Bilişsel öğrenme kuramlarında öğrenmenin temelinde zihinsel süreçler vardır. Kişinin zihni yapılarında olan farklılaşmaya öğrenme denir. Bilişsel değişimin amacı davranışlarda değişmeyi ve yeni davranışlar edinmeyi sağlar (Senemoğlu, 2001 :263). Bilişselciliğe göre öğrenme: öğrencinin bildiğine nasıl ulaşabildiği ve onun neyi bildiğidir. Temel olan ilgi davranışçılıkta olduğu gibi dış etmenlere

yönelmemiştir. Öğrencinin içselliğini kullandığı bilişsel süreçlere yönelmiştir (www.sirinkaradeniz.com/dersler/kuram.pdf. Erişim tarihi:10/02/2018).

Öğrenilen her yeni şey daha önce öğrenilmiş olan öğrenmelerin üzerine eklenmektedir. Sahip olunan hipotez doğru ya da yanlıştır. Kişi sürekli olarak hipotezi test eder, dener, geliştirir ve değiştirir (Akyürek, 2004:83). Kişi uyarıcılara karşı dikkatlidir. Uyarıcıları algılar ve bunları belleğinde saklar. Bilginin kodlanması ile uzun süreli belleğe geçer. Bilginin geri getirilmesini kolaylaştıran şeyler kodlama, çevre ve uyarıcıların zengin olması ile ilgilidir. Bu etkenler ne kadar zengin ise hatırlama da o kadar kolay hale gelecektir. Öğrenme ürünlerinin çeşidi de bu durumu etkileyenlerdendir (Senemoğlu, 2001 :332). Bilişsel öğrenmenin gerçekleşmesinde hipotezin test edilmesi önemli role sahiptir. Kişi çevresinde bulunan uyarıcıların doğrudan kontrolü altında değildir, kişi yaşadığı olayları anlamlandırır.

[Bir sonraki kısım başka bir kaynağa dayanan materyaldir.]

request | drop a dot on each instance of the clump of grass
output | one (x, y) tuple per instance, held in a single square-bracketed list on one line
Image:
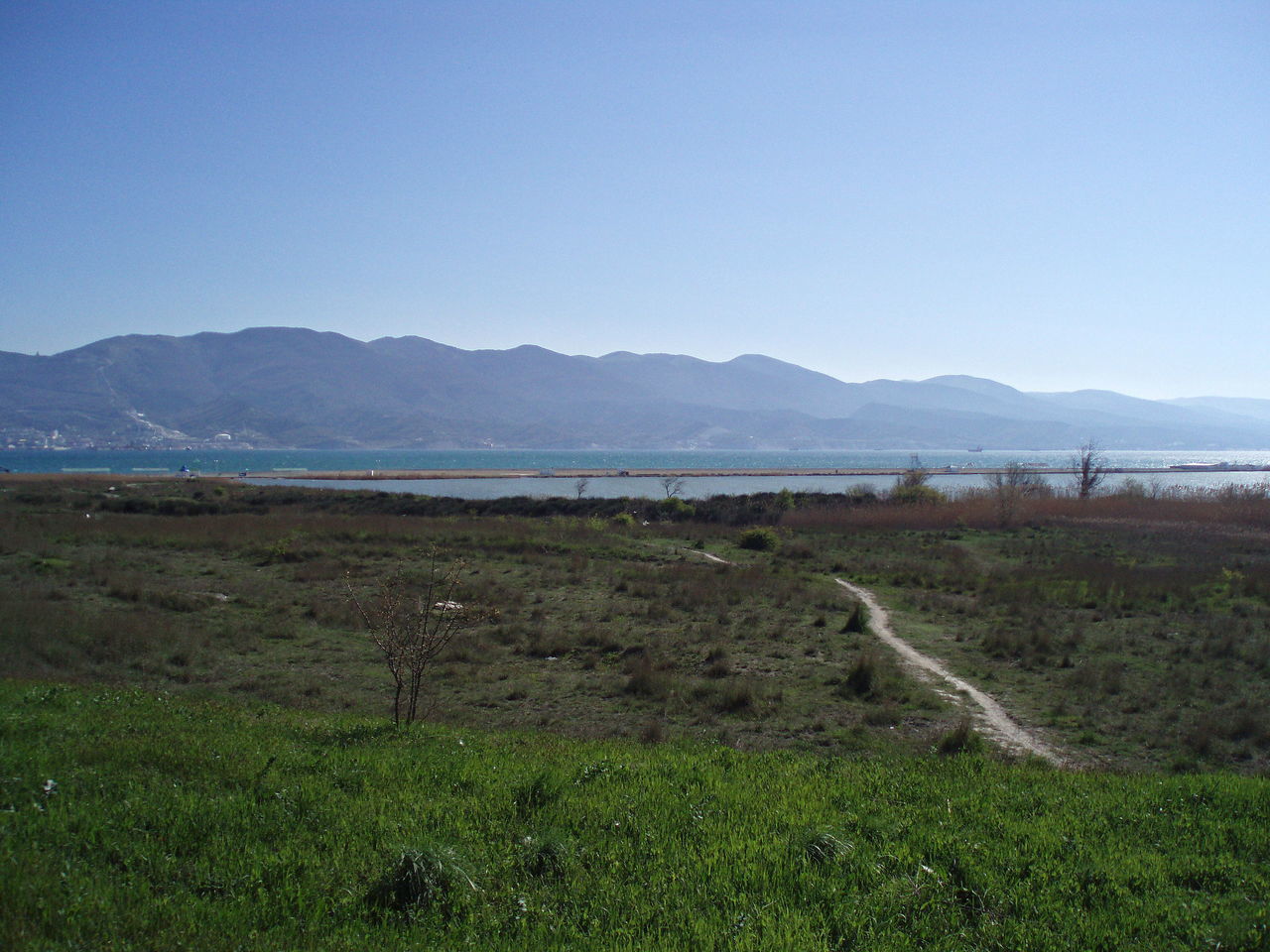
[(857, 622), (545, 855), (822, 846), (654, 731), (758, 539), (737, 696), (962, 739), (425, 879), (862, 676), (540, 791)]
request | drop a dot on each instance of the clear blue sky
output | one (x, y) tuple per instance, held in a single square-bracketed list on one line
[(1052, 194)]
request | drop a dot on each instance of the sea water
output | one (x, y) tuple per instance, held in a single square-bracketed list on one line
[(267, 466)]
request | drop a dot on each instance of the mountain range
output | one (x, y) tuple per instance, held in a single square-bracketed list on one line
[(296, 388)]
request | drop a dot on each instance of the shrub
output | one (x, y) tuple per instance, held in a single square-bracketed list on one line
[(857, 622), (822, 846), (541, 789), (961, 739), (545, 855), (431, 878), (758, 539), (862, 676)]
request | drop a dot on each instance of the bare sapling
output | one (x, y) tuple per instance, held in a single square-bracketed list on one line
[(411, 624)]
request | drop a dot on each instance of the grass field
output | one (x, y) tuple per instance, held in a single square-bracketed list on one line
[(639, 749), (180, 825)]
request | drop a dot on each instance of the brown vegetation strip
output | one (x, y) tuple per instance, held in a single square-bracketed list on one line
[(998, 724)]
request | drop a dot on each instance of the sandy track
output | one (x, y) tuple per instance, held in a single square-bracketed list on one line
[(991, 716), (992, 719)]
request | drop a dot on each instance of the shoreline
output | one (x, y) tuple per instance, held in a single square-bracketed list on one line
[(575, 474)]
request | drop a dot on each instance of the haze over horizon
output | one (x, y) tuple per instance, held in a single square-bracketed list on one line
[(1056, 197)]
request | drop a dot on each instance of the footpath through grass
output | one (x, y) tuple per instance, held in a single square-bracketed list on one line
[(173, 824)]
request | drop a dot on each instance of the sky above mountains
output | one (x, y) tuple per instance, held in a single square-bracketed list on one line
[(1057, 195)]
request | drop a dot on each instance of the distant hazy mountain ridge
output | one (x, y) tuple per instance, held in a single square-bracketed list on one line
[(294, 388)]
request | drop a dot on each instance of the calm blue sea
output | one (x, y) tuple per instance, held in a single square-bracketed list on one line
[(267, 465)]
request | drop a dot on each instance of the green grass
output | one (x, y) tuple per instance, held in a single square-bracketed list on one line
[(602, 630), (200, 825)]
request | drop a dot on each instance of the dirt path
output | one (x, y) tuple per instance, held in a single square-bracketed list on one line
[(708, 557), (991, 716)]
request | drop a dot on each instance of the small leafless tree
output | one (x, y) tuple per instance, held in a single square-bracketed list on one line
[(411, 624), (1088, 468), (1011, 485)]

Kişinin herhangi bir yöntem ya da hipotezi seçmesi onun geçmişi öğrenmesi ile belirlenmez. Kişinin o andaki ilgilerini ve çeşitli alternatiflerin etkileşiminden belirlenir. Bu sebeple kavram öğrenmedeki süreçler yalnızca bağ kurma olarak adlandırılamaz. Ferd aktif olarak hipotez geliştirir ve bu hipotezleri devamlı olarak test eder. Bu şekilde kavramları öğrenmiş olur (Akyürek, 2004:54).

Öğrenmede algı önemli bir yere sahiptir. Algı içsel olarak yorumlanarak kavramları anlamlandırmaya yarar. Kişinin sınıflama yaparak kavramları öğrenmesine olanak sağlayan genelleme ve ayırt etmedir.Kavram öğrenmelerinin niteliğini artıran gelişimin ilerlemesi ile olur. Yaşamın niteliği kavram öğretiminde etkilidir. Gelişme ile beraber kavramlar daha esnek ve daha soyut şekle gelir (Akyürek, 2004:86).

Kavram oluşturma konusunda farklı düşüncelere göre bazı kuramlar vardır. Bunlar şöyledir: (Şimşek, 2014:15-16).

a. Özellik Soyutlama Kuramı:Bu kuram en eski ve geleneksel bir görüştür. Bu kurama göre kavramlar, yaşantı sürecinde çevrede bulunan farklı uyarıcılardaki ortak özelliklerden soyutlanarak oluşturulur. Bu görüşe göre, kavram öğrenme kavramın tanımlayıcılık özelliğini öğrenmedir. Çoğu kavramın nasıl oluştuğunu

açıklama konusunda bu kuramda eksiklikler görülmüştür. Her kavramın çok iyi tanımlanacak bir kriteri olmamasından dolayı böyle görülmüştür.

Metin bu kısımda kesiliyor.